Position
College Research Fellow
Affiliation
Wolfson College; Faculty of Asian and Middle Eastern Studies
Keywords
History, Modern China, Politics, War, Revolution
I am a historian of modern China. My research looks at how global developments forged the modern Chinese state. In particular, I am interested in the studies of war, revolution, constitution-making and international relations of early Republican China (1912–1928).
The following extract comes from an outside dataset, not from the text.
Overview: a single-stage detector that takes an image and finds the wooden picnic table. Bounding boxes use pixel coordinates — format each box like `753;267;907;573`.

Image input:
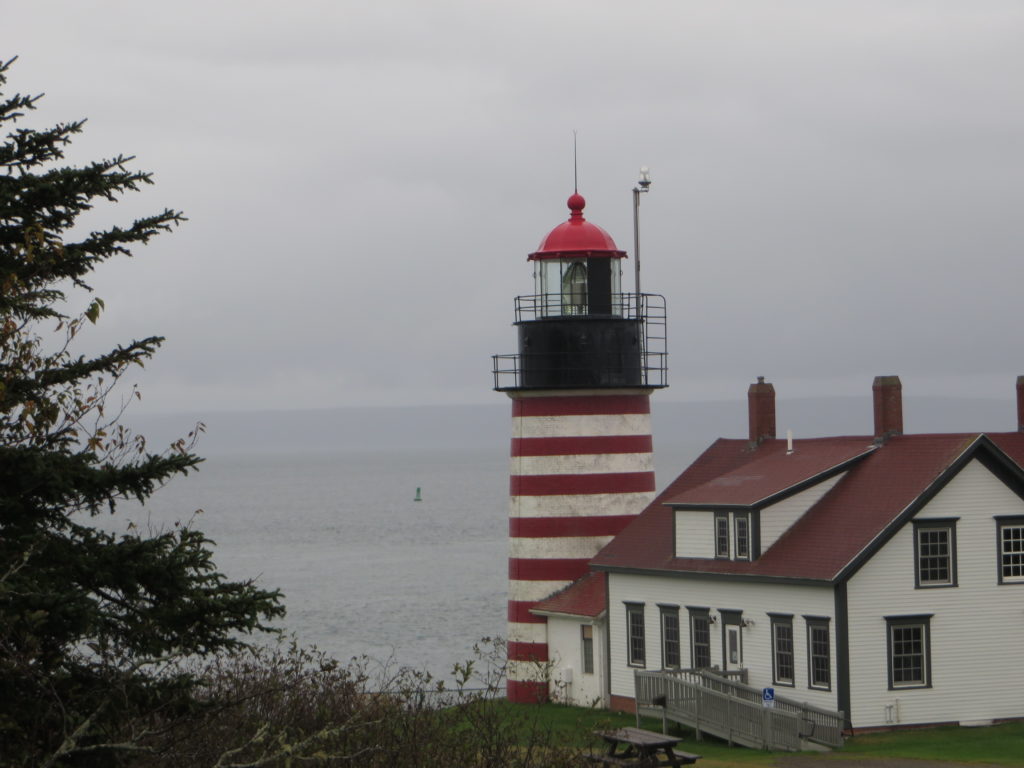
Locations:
587;727;701;767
I am a Junior Research Fellow at Wolfson College and Chiang Ching-kuo Postdoctoral Fellow at the Faculty of Asian and Middle Eastern Studies. Before moving to the UK, I received my BA and MA in International Studies at Peking University, during which time I developed an interest in international history. I received my PhD in modern Chinese history at the University of Cambridge under the supervision of Professor Hans van de Ven, with a dissertation entitled, “Confronting the ‘European War’ in Early Republican China: ROC’s Constitutional Process and the First World War”. My current project revisits the Chinese Nationalist Revolution in the global revolutionary moment of the interwar years through the prism of Britain’s China policy. By breaking away from the limits of national histories and the Moscow-centred Comintern discourse, this project endeavours to present the Chinese Nationalist Revolution as a multi-faceted revolution where the transnational imperial, nationalist and Communist networks converged.
I was a Grace and Thomas Chan scholar from 2013 to 2016 and a visiting scholar at Academia Sinica, Taiwan, in 2016. I am currently member of the Association for Asian Studies, the British Association for Chinese Studies and the Royal Asiatic Society.